SUPREME IN ODI CRICKET
With his unerring lines and lengths, Pollock was a brilliant ODI bowler.
Across 303 matches, he collected 393 wickets at 24.5, while leaking just 3.67 runs per over. When he hung up the boots in 2008, he was the format’s fourth greatest ever wicket-taker, behind Waqar Younis (393 at 24.50), Muttiah Muralitharan (455 at 22.68) and Wasim Akram (502). He still sits sixth on that list.
An aggressive stoke maker, Pollock made 3519 runs at 26.5 in ODIs scoring at a brisk strike rate of 86.69.

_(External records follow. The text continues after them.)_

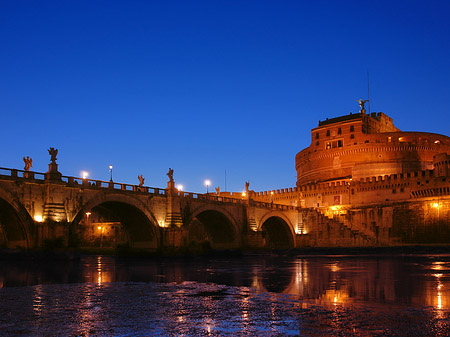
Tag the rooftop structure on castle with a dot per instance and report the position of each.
(364, 145)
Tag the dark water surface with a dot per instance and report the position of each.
(249, 295)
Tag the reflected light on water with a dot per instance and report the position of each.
(99, 270)
(37, 300)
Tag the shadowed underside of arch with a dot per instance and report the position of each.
(277, 233)
(12, 227)
(139, 229)
(214, 227)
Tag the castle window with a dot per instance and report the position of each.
(334, 144)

Having notched an unbeaten 66 in his first ODI, Pollock hit another 10 half-centuries before making his first ODI ton 11 years after his debut. Batting at No.7, he blitzed 130 off 110 for an Africa XI against an Asia XI in 2007. It was the highest score by an ODI No.7 at the time, but he only held onto the record for four days as MS Dhoni made 139* two matches later in the same series.
The next year he bowed out of the game with a legacy that shines brighter than most the game has seen. In short: 7386 runs, three centuries, 30 fifties, 829 wickets and 21 five-wicket hauls.